For each of the 20 controls, the experts identified specific (actual) attacks that the control stops or mitigates, illuminated best practices in automating the control, and defined tests that can determine whether each control is effectively implemented. The resulting Consensus Audit Guidelines (CAG) document, once fully vetted, is expected to become the standard baseline for measuring computer security in organizations that are likely to be under attack.
The CAG project has been led by John Gilligan who served as CIO for both the U.S. Air Force and the Department of Energy and served on the Obama transition team focusing on IT within the DoD and intelligence community. Of this project, Gilligan said, “It is a no brainer. If you know that attacks are being carried out, you have a responsibility to prioritize your security investments to stop those attacks.”
“The team that was brought together represents the nation’s most complete understanding of the risk faced by our systems. In the past cybersecurity was driven by people who had no clue of how the attacks are carried out. They created an illusion of security. The CAG will turn that illusion to reality,” said Paller.
Broad adoption of the CAG would lead to agreement on standards for security automation and government-wide procurement of tools that have been proven to work.
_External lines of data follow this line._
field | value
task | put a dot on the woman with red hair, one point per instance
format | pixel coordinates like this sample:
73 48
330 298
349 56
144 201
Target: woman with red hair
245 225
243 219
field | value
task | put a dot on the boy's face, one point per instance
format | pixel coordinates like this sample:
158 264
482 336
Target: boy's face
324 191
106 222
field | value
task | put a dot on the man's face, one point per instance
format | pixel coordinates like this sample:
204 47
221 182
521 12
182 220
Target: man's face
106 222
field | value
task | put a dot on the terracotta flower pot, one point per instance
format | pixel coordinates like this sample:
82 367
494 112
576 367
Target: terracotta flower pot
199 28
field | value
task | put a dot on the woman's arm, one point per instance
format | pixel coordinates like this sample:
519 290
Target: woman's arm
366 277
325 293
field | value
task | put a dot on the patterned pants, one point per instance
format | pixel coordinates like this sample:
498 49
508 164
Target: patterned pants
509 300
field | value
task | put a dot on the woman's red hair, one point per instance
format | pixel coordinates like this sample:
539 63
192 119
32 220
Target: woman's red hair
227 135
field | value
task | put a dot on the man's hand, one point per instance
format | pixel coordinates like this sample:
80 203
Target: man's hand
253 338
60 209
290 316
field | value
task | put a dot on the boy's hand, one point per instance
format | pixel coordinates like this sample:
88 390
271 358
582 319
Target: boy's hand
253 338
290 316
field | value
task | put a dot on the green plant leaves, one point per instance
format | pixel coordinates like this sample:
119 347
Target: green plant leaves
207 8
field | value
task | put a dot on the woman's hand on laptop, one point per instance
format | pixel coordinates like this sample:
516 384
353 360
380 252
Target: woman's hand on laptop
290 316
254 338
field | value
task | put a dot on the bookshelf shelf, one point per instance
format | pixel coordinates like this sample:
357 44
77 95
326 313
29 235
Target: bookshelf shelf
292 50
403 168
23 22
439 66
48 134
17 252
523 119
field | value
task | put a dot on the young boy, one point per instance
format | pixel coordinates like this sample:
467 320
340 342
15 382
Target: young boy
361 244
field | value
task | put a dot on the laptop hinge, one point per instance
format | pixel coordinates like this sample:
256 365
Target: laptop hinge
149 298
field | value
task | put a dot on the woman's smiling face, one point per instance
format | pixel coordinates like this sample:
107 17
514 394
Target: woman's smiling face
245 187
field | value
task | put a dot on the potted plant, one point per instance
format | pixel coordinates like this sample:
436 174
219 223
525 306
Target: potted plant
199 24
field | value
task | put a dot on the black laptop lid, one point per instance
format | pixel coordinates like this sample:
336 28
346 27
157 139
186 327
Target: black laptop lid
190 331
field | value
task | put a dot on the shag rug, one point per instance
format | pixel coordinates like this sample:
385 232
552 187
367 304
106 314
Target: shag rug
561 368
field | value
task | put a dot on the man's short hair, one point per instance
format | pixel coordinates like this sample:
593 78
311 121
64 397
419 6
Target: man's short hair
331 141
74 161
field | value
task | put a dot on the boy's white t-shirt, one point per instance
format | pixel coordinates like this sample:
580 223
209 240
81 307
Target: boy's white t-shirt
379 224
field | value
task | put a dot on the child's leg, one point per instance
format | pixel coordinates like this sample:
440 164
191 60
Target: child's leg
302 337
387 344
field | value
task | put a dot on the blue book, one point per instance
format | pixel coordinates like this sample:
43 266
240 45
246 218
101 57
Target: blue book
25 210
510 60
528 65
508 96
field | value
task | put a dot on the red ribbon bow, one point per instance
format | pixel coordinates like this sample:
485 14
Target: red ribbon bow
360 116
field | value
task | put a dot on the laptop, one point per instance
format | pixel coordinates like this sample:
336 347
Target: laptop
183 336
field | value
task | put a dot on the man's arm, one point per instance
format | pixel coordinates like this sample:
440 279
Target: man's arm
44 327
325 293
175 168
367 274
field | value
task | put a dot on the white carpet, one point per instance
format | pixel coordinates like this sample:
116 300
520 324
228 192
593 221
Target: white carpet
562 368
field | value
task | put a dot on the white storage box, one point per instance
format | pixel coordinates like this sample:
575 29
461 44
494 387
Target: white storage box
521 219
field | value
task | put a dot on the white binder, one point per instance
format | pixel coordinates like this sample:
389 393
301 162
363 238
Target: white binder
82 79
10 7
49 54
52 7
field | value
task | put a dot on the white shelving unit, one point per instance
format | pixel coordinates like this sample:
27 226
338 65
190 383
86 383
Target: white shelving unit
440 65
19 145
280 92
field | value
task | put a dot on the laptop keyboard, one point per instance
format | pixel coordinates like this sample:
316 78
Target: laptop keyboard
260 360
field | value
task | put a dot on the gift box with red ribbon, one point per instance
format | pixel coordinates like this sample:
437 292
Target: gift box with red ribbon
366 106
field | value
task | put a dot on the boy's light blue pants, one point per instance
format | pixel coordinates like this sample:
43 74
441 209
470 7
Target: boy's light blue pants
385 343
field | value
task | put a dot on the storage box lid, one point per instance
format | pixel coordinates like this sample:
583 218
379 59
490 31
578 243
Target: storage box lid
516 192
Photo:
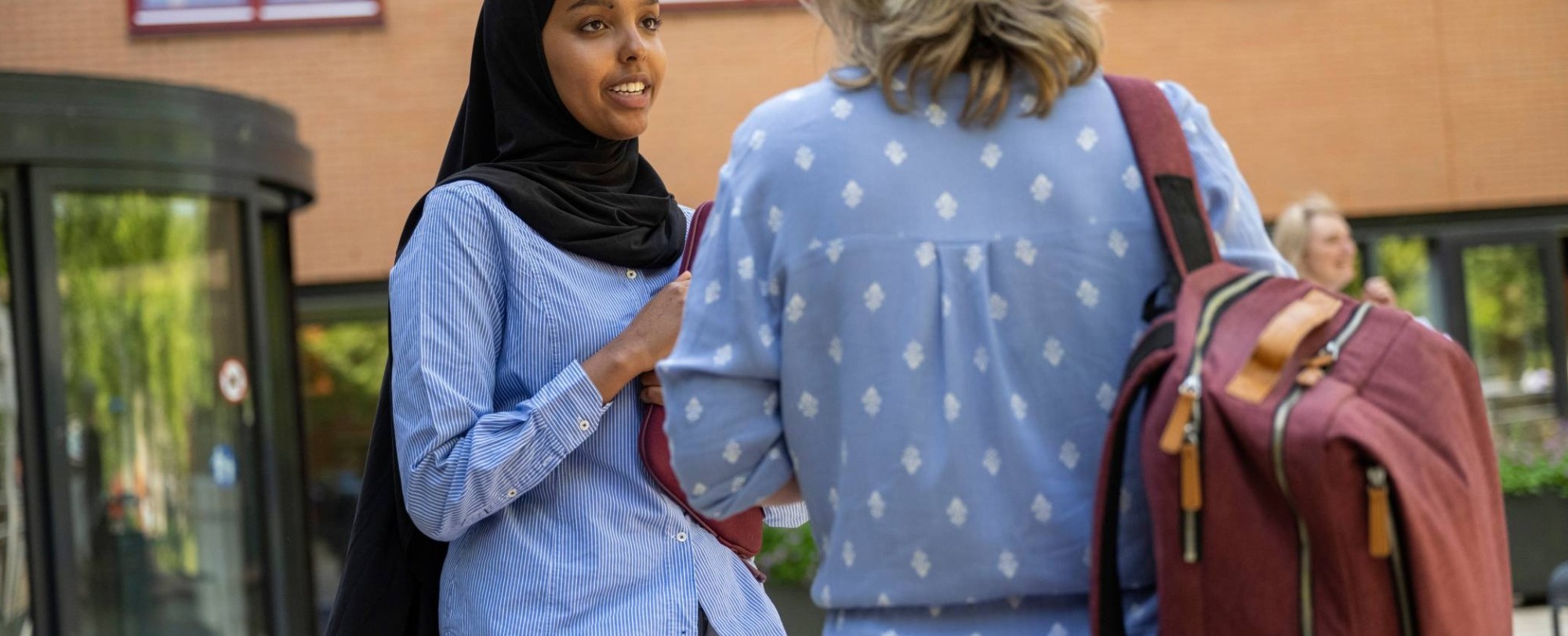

Because the federal government spends more than $70 billion on information technology each year, Jim Lewis, Director of the CSIS Technology and Public Policy Program said, “Better use of standards and acquisitions authorities are among the most powerful tools the federal government has to improve cybersecurity and offer a real opportunity for progress.”
The critical controls proposed to automate measurement and validation include:
*Inventory of authorized and unauthorized hardware;*Inventory of authorized and unauthorized software;*Secure configurations for hardware and software for which such configurations are available;*Secure configurations of network devices such as firewalls and routers;*Boundary defense;*Maintenance and analysis of complete security audit logs;*Application software security;*Controlled use of administrative privileges;*Controlled access based on need to know;*Continuous vulnerability testing and remediation;*Dormant account monitoring and control;*Anti-malware defenses;*Limitation and control of ports, protocols and services;*Wireless device control;*Data leakage protection.Meanwhile, critical controls that are currently not directly supported by automated measurement and validation, include:
*Secure network engineering;*Red team exercises;*Incident response capability;*Assured data back-ups;*Security skills assessment and training.The CAG’s detailed control descriptions, with attacks they stop or mitigate, how to automate them, and how to test them, have been posted at:
http://www.sans.org/cag/.Multiple industry observers have reported on the need for a layered, methodical approach to security management featuring automation and analytics to replace the various federal security mandates that have grown organically over the last decade. As the battle to comply with federal security regulations moves away from being an overwhelming paper chase to a more cohesive, common-sense approach to managing IT security, observers maintain the new plan would go a long way to improve the federal government’s IT security posture.